Tuesday, 18 October 2022

Ceisteanna ó Cheannairí - Leaders' Questions

 

3:00 pm

Photo of Micheál MartinMicheál Martin (Cork South Central, Fianna Fail) | Oireachtas source

It is not two years ago. This is a new scheme that was introduced, as the Deputy has just said, via legislation in this House. It is a new scheme because homeowners and representative groups did not believe the previous scheme, which was welcomed by the Deputies in the House at the time, went far enough. We met residents and representative groups and dramatically improved the scheme with regard to issues around giving financial assistance for all of the pre-costs such as engineering costs and dealing with the rental issue.

I met the representative body well over a year ago and we dealt with all of those issues and that should be acknowledged. There is no point in creating this sort of narrative that the Government is out to get people or undermine them. The Deputy used a terrible phrase when he said the Government was blaming homeowners for the levy. That is a shocking thing to say because it is not what Government is doing. The Deputy should know that because the Government has, at this stage, signed off on approximately €2.8 billion for the mica scheme. It has been signed off and provided for now in the finances. That is not rhetoric. It is financial provision.

The issue is delivery and getting the houses that need urgent remediation or demolition and reconstruction done. The regulations and guidance documents are being worked on by the Department of Housing, Local Government and Heritage in consultation with the relevant stakeholders, because people want to be involved all along the way in how this scheme will be shaped, designed and progressed. It cannot be a case of the Department issuing edicts on this and we have further responses that delay it even further. The ambition is to roll out the new scheme before the end of this year or, at worst, in early 2023.

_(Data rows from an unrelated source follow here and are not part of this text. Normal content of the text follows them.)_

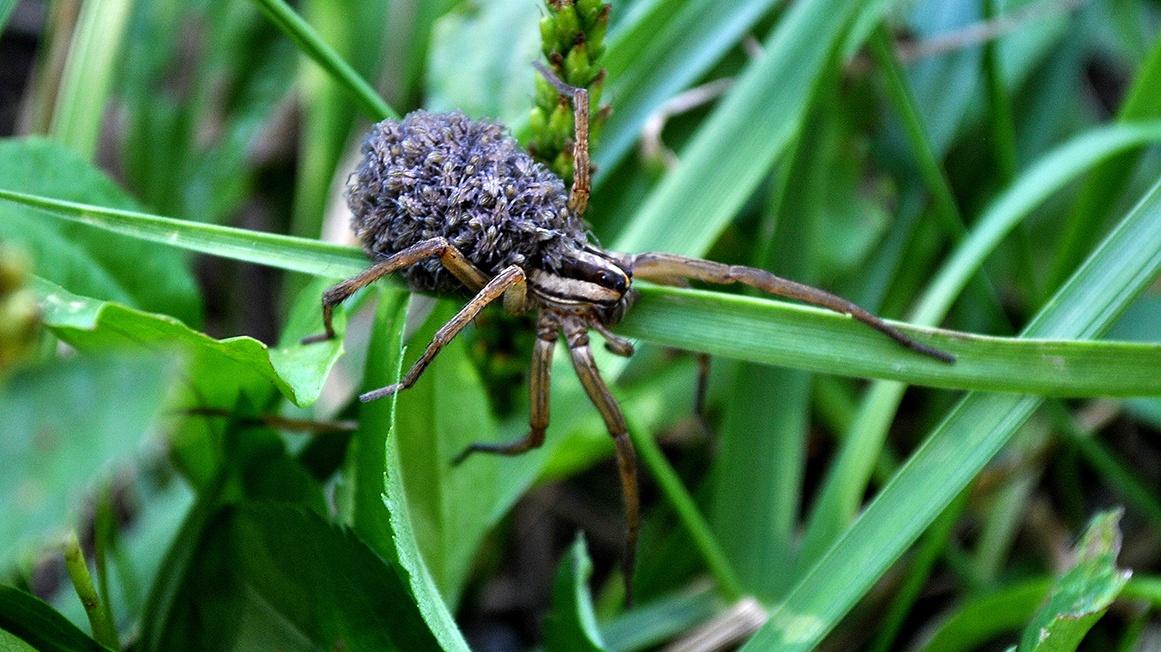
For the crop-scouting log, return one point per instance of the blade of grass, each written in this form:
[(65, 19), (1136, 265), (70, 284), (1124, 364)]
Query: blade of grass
[(757, 472), (749, 328), (327, 109), (272, 250), (687, 512), (380, 415), (747, 132), (1101, 192), (88, 74), (6, 7), (657, 51), (971, 435), (322, 53), (846, 482)]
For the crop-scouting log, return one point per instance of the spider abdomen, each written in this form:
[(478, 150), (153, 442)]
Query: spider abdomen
[(448, 175)]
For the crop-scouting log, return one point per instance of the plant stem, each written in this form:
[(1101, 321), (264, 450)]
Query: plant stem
[(100, 620)]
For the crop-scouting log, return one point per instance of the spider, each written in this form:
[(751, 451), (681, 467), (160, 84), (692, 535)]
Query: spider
[(458, 205)]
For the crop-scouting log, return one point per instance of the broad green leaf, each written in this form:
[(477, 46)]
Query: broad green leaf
[(268, 576), (410, 560), (971, 435), (91, 325), (743, 137), (452, 507), (27, 623), (983, 617), (1083, 594), (367, 456), (66, 426), (86, 260), (571, 624), (774, 332)]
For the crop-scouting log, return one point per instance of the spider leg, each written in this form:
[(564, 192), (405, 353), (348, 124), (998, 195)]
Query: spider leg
[(614, 421), (665, 267), (510, 280), (582, 181), (451, 256), (539, 388)]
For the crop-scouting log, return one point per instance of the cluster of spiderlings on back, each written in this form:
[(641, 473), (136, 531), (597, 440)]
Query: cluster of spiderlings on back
[(446, 174)]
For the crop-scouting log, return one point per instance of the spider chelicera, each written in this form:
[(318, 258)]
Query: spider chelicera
[(458, 207)]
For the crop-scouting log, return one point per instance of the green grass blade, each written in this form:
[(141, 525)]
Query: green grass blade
[(734, 326), (983, 617), (1082, 595), (322, 53), (846, 482), (743, 137), (807, 338), (6, 7), (327, 108), (687, 512), (971, 435), (1101, 192), (273, 250), (88, 74), (571, 624), (658, 51)]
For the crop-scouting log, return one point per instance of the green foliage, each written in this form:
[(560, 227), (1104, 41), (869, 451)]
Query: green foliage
[(59, 442), (996, 188), (1082, 594), (571, 624)]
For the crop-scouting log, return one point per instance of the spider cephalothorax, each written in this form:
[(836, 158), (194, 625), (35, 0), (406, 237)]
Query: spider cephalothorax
[(456, 205)]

I continue to put pressure on to see whether we can get this done as quickly as we can while involving all stakeholders because, as far as I am concerned, the houses that are most damaged should be done very quickly. We will get a sense of timelines over the next years. Much depends on the acuity of the situation. Some houses are in a very bad way. We want those houses replaced. There is nothing I and the entire Government want to see more than houses being demolished and built, where that is required. I understand there are approximately 300 in that bracket at the moment, with a further 300 coming on-stream. It is doable.

The concrete levy was basically that the Government had decided on expenditure of approximately between €4.5 billion and potentially €6 billion into the future involving pyrite, mica and apartment defects, just like the insurance levy of yesteryear when issues arose with the insurance industry. The mechanism has been used before but it also shows that we have revenue streams to match very significant Government expenditure. That is the only agenda there which, in the light of what is going on globally with the volatility of markets and all that, has a ring of credibility to it.